Perhaps for the first time in more than two decades, real hope abounds for lasting peace in the six-county province known as Northern Ireland, spurred by the Irish Republican Army's month-old cease-fire.

Sinn Fein's Gerry Adams is on a high-profile publicity tour of the United States, and talks with British leaders are on track for later this year. Could it be that the 25 years of ``The Troubles'' in Northern Ireland are finished as well?

In a word, no. For one reason, Paisley.

For more than four decades, he has been the Unionist Protestant bulldog, their Gerry Adams. They see him as the man who can save them from being absorbed into the neighboring and overwhelmingly Catholic Republic of Ireland, from which they were partitioned in 1920.

``Simply put, Ian Paisley is the biggest obstacle to peace in Northern Ireland,'' says Ed Moloney, one of his biographers. It is a commonly held view among the dozens of politicians, authors, priests, political activists, butchers and homemakers interviewed for this article.

He is arrogant, bigoted, bombastic, crass, intolerant, self-righteous and stunningly popular, those people say. In the recent European Parliament elections, he was re-elected with 161,000 votes, the most cast for any candidate in Europe, and he's been a member of the British Parliament since 1970.

``Paisley is too loud, he's too fundamentalist, he looks bad on the `telly,''' says Doreen Tarr, an unemployed mother of four who lives in the Protestant slum of Ballysillin. ``But one thing you can count on - ol' Ian will never sell us out.''

``He'll never sell us out'' - that is the root of Ian Paisley's popularity. His own church is to the right of the mainstream, and his Democratic Unionist Party draws only about 13 percent of the vote in local elections.

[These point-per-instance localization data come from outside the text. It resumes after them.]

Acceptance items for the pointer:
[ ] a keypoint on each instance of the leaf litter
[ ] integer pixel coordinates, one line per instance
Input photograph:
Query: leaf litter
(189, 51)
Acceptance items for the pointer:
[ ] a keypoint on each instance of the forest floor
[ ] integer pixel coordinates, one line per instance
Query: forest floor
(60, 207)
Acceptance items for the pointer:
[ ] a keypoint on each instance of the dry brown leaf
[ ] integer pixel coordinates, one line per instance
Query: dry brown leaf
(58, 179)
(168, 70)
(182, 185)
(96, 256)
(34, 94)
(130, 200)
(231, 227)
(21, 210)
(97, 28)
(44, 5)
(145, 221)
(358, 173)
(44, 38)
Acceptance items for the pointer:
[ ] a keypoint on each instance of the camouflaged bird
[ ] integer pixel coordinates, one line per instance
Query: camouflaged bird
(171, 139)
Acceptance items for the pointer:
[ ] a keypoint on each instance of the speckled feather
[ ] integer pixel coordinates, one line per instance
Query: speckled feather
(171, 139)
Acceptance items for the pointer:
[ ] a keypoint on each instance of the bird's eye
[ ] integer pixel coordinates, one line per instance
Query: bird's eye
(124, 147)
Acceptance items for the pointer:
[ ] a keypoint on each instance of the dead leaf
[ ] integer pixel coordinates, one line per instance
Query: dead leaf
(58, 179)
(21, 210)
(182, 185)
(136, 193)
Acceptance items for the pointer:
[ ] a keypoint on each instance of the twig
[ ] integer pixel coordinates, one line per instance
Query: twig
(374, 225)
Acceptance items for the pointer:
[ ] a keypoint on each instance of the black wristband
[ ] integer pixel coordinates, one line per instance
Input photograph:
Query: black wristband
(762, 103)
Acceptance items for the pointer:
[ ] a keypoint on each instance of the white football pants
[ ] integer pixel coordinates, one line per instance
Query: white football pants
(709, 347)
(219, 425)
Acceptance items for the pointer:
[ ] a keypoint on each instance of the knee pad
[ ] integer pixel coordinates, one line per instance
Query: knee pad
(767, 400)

But when push comes to shove, most Ulster Protestants back Paisley.

History casts a murderous shadow over this rain-soaked island, and understanding why they would support Paisley requires understanding of who Ulster Protestants are, and why they are so frightened of Catholics.

Social and economic chasms culminated in the Irish war for independence in 1920. The British government gave up the southern part of the island, but held on to six counties in Northern Ireland, or Ulster, where Scottish Protestants made up about 60 percent of the population.

Protestants retained their proud sense of superiority to Catholics and saw it as their right to discriminate against Catholics in jobs, housing and religious observances.

This resulted in the current round of troubles, which began when Paisley supporters attacked Catholics marching for equal rights in 1969. The Irish Republican Army soon launched its terror campaign of bombing and shooting. Protestant loyalist paramilitaries followed suit, and now kill as frequently as the IRA. At least 3,170 people have been killed, and more than 30,000 wounded in the past 25 years.

Today, Protestants make up 57 percent of the Ulster population of 1.57 million. Catholics make up 43 percent and are growing.

In 1985, Margaret Thatcher signed an agreement with Dublin that said the British government would consult Ireland about future matters affecting Ulster.

This seemed an outrageous betrayal to Ulster Protestants.

Worse, British Prime Minister John Major now seems ready to talk with their arch-enemy, Gerry Adams, whom they regard as an IRA terrorist. At the same time, Major kicks their own Ian Paisley out of Downing Street for saying he didn't trust Major's promise that no secret deal had been struck with the IRA or its political wing, Sinn Fein.

But in Protestant Ulster, nobody believes Major. In their view, Paisley was the only Ulster politician with the guts to confront Major, and was treated shamefully for it.